The producer thread writes tail_ on every push - invalidating the cache line containing head_. The consumer thread holds head_ in its L1 cache for reading. Every time the producer writes, the consumer’s L1 cache line is invalidated via MESI protocol (Modified-Exclusive-Shared-Invalid). The consumer’s next read of head_ must re-fetch the cache line from L2 or L3.
This is “false sharing”: two threads sharing a cache line not because they share data, but because the hardware granularity is 64 bytes, larger than either variable.
# Measuring false sharing overhead with perf c2c
sudo perf c2c record -u -- ./spsc_benchmark
sudo perf c2c report --stdio
# Look for lines with high RmtHitm or LclHitm counts
# The address column will point to your unpadded atomic variables
# Benchmark numbers from our systems:
# SPSC without padding:
# throughput: ~8M messages/sec (12x slower)
# P99 pop latency: ~100-150ns
#
# SPSC with cache-line padding:
# throughput: ~95M messages/sec
# P99 pop latency: ~8-12ns
The performance difference is approximately 8-12x, consistent across architectures. This is not hypothetical - it is the measurable cost of cache coherence traffic over the processor interconnect.
Memory Ordering: Why Each Barrier Is Where It Is
The memory ordering choices in the SPSC implementation above are deliberately minimal. Here is the reasoning:
tail_.load(std::memory_order_relaxed) in push(): The producer reads its own variable.
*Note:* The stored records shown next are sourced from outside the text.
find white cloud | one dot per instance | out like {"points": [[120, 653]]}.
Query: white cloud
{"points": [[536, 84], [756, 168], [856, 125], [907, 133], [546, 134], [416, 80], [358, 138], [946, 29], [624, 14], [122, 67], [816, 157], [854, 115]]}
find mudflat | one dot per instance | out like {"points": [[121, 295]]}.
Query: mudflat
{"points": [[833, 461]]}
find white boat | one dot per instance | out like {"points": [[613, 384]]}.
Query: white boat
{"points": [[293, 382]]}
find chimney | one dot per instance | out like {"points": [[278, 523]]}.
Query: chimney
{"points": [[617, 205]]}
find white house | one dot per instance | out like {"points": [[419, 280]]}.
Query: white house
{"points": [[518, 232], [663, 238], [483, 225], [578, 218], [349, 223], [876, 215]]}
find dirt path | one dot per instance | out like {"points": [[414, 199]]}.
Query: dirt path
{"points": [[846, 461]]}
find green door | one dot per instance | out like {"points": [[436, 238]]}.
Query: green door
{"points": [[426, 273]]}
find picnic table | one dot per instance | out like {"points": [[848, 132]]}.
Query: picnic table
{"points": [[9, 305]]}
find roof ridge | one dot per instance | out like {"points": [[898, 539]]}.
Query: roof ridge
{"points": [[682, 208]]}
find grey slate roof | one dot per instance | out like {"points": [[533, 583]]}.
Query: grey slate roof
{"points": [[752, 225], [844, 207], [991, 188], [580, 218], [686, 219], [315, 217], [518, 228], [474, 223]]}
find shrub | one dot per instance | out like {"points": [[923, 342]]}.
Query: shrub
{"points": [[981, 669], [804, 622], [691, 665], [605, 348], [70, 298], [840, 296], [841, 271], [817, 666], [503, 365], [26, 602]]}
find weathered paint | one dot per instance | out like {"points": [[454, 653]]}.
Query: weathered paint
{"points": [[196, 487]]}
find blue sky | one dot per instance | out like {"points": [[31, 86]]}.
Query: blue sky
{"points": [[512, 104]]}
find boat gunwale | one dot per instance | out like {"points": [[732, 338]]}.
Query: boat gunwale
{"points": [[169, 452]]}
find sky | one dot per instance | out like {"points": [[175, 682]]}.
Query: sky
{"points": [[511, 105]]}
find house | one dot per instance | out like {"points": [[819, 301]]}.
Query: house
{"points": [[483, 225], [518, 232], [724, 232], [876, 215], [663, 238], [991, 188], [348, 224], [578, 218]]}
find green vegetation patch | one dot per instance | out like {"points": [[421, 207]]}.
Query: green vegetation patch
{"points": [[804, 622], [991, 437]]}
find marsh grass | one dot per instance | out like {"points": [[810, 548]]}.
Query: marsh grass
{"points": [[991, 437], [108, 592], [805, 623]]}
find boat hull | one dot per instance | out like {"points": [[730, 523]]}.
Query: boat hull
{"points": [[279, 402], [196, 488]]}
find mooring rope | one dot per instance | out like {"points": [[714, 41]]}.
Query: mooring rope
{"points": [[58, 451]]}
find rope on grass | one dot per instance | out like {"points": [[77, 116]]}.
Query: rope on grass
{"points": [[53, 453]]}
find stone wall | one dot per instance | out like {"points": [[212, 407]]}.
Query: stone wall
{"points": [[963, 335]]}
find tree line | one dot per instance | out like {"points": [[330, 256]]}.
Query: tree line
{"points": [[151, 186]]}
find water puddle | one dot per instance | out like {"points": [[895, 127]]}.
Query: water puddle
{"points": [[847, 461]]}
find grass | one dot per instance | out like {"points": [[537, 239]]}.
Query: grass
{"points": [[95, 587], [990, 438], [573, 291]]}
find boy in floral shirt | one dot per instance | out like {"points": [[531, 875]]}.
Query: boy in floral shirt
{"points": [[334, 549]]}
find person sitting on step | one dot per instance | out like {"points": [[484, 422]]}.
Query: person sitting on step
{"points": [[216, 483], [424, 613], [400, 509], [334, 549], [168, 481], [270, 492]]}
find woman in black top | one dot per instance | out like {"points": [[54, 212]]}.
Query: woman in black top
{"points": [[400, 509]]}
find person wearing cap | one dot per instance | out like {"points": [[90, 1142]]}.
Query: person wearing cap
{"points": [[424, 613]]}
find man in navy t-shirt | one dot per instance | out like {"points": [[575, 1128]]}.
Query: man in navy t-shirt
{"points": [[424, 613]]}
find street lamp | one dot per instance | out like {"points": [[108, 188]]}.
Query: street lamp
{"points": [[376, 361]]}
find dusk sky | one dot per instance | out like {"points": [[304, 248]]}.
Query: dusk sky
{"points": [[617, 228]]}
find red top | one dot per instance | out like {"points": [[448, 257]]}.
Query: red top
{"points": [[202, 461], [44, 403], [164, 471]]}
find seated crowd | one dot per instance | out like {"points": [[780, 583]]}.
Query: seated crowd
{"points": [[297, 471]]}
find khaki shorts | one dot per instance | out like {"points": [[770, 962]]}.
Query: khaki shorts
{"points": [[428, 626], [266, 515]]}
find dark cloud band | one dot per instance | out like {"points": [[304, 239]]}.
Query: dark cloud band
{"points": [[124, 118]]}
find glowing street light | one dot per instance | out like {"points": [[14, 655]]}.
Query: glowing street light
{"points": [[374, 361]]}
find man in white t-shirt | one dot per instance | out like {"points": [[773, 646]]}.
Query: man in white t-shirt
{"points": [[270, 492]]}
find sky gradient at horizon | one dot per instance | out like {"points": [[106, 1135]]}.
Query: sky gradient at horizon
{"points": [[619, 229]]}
No other thread writes tail_. A relaxed load is sufficient - we just need the value, no synchronization required.
head_.load(std::memory_order_acquire) in push(): The producer is checking whether the consumer has advanced the head pointer, freeing a slot. The consumer’s store to head_ was a release store. The matching acquire here ensures that if we see the updated head_ value, we also see any stores the consumer made before updating head_. (For a simple ring buffer, there are no such stores, but the pairing is the correct pattern.)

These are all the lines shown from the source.